How do you become a home inspector or do work similar to this? My boyfriend has been working in construction for a while and he would like to find out how to switch from the manual labour side of the industry to the office side, issuing permits and inspecting home or the like.

https://revision3.com/hak5/revolv-smart-home-automation-solution

For information about becoming a home inspector, contact any of the following organizations:

American Society of Home Inspectors,

932 Lee St., Suite 101, Des Plaines, IL 60016. http://www.ashi.org

Housing Inspection Foundation,

1224 North Nokomis N.E., Alexandria, MN 56308.

http://www.iami.org/hif.cfm

National Association of Home Inspectors, 4248 Park Glen Rd., Minneapolis, MN 55416.

http://www.nahi.org

From the BLS webpage (see source):

Because inspectors must possess the right mix of technical knowledge, experience, and education, employers prefer applicants who have both formal training and experience. Most employers require at least a high school diploma or the equivalent, even for workers with considerable experience. More often, employers look for persons who have studied engineering or architecture or who have a degree from a community or junior college with courses in building inspection, home inspection, construction technology, drafting, and mathematics. Many community colleges offer certificate or associate’s degree programs in building inspection technology. Courses in blueprint reading, algebra, geometry, and English also are useful. A growing number of construction and building inspectors are entering the occupation with a college degree, which often can substitute for previous experience.

The level of training requirements varies by type of inspector and State. In general, construction and building inspectors receive much of their training on the job, although they must learn building codes and standards on their own. Working with an experienced inspector, they learn about inspection techniques; codes, ordinances, and regulations; contract specifications; and recordkeeping and reporting duties. Supervised onsite inspections also may be a part of the training. Other requirements can include various courses and assigned reading. Some courses and instructional material are available online as well as through formal venues. An engineering or architectural degree often is required for advancement to supervisory positions.

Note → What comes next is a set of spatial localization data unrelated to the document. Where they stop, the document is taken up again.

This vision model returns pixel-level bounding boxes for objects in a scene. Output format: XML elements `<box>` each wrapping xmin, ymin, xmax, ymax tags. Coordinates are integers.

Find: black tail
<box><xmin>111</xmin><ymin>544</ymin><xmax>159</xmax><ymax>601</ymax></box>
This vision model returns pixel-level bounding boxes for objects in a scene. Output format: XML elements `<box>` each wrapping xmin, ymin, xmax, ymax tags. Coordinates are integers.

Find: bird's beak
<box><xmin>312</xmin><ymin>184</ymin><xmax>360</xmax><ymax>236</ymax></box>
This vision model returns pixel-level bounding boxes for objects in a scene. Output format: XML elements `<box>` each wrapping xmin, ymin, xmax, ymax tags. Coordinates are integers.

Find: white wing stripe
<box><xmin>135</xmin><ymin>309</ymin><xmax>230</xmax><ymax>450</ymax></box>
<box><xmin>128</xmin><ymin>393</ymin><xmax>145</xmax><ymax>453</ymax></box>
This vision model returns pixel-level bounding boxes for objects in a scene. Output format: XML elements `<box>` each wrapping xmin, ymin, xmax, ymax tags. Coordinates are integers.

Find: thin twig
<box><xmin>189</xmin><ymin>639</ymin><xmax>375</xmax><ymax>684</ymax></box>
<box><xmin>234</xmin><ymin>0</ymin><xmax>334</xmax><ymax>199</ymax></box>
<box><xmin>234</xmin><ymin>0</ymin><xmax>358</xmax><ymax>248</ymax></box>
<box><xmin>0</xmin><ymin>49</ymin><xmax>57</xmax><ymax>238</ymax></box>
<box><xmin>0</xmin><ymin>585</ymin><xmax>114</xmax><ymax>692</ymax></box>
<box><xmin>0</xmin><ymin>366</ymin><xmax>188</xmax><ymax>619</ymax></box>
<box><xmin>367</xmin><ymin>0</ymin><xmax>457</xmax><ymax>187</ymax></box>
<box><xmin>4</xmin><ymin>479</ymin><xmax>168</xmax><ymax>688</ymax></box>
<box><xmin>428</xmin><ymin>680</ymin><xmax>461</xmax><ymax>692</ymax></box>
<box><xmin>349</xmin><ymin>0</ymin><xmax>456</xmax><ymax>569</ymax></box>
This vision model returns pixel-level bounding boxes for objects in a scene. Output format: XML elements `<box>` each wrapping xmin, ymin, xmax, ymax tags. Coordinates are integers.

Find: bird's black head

Most States and local jurisdictions require some type of certification for employment. Even if not required, certification can enhance an inspector’s opportunities for employment and advancement to more responsible positions. To become certified, inspectors with substantial experience and education must pass examinations on code requirements, construction techniques and materials, standards of practice, and codes of ethics. The International Code Council (ICC) offers multiple voluntary certifications, as do other professional associations. Many categories of certification are awarded for inspectors and plan examiners in a variety of specialties, including the Certified Building Official (CBO) certification, for code compliance, and the Residential Building Inspector (RBI) certification, for home inspectors. In a few cases, there are no education or experience prerequisites, and certification consists of passing an examination in a designated field either at a regional location or online. In addition, Federal, State, and many local governments may require inspectors to pass a civil service exam. Being a member of a nationally recognized inspection association enhances employment opportunities and may be required by some employers.

Because they advise builders and the general public on building codes, construction practices, and technical developments, construction and building inspectors must keep abreast of changes in these areas. Continuing education is imperative and is required by many States and certifying organizations. Numerous employers provide formal training to broaden inspectors’ knowledge of construction materials, practices, and techniques. Inspectors who work for small agencies or firms that do not conduct their own training programs can expand their knowledge and upgrade their skills by attending State-sponsored training programs, by taking college or correspondence courses, or by attending seminars and conferences sponsored by various related organizations, such as the ICC.